Bank chairman David Gonski has said interest rates are only one factor in the economy's performance as he urges the Reserve Bank not to cut rates next month.
Speaking at a business lunch in Sydney yesterday, Gonski said that lower oil prices and the falling dollar were already adding stimulus to the economy.
Rates are at a current record low of 2.25% and Gonski hopes the RBA
will "think twice" before cutting rates again, The Australian reports.
“Oil prices are low, interest rates are historically low and the dollar seems to be moving lower anyway,” he said.

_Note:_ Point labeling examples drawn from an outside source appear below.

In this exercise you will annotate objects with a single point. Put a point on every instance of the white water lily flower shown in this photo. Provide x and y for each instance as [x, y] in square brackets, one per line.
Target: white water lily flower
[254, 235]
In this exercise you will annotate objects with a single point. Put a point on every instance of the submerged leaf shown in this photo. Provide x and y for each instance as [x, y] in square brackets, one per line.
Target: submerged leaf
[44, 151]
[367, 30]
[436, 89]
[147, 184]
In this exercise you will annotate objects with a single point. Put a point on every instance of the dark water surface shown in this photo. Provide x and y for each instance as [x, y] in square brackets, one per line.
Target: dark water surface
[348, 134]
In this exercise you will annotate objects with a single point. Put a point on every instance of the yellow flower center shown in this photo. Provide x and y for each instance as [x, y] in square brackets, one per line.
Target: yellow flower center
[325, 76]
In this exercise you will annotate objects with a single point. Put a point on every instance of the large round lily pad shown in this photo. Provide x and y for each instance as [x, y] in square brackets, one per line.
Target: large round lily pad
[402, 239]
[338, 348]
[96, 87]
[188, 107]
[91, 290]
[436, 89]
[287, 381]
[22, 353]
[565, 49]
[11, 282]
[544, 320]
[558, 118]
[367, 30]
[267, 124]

“Those are quite conducive to business activity so … I’m not convinced that one should drop interest rates.”
Former Howard government minister and assistant treasurer, Helen Coonan also urged caution, The Australian
reported, saying the last RBA
rate cut in February to 2.25% “hasn’t really done very much” to restore confidence.
AMP chairman Simon Mckeon also told the lunch that the
big issue was businesses holding back, and not because “the cost of money is high, because it’s not”, but due to the uncertainty on the future landscape and opportunities.
“I think business is quite timid actually making those decisions … for the longer term,” he said.
“I’m not sure what’s actually required, obviously not just further lowering of interest rates. I agree with Helen that it’s not had a huge impact in recent times.”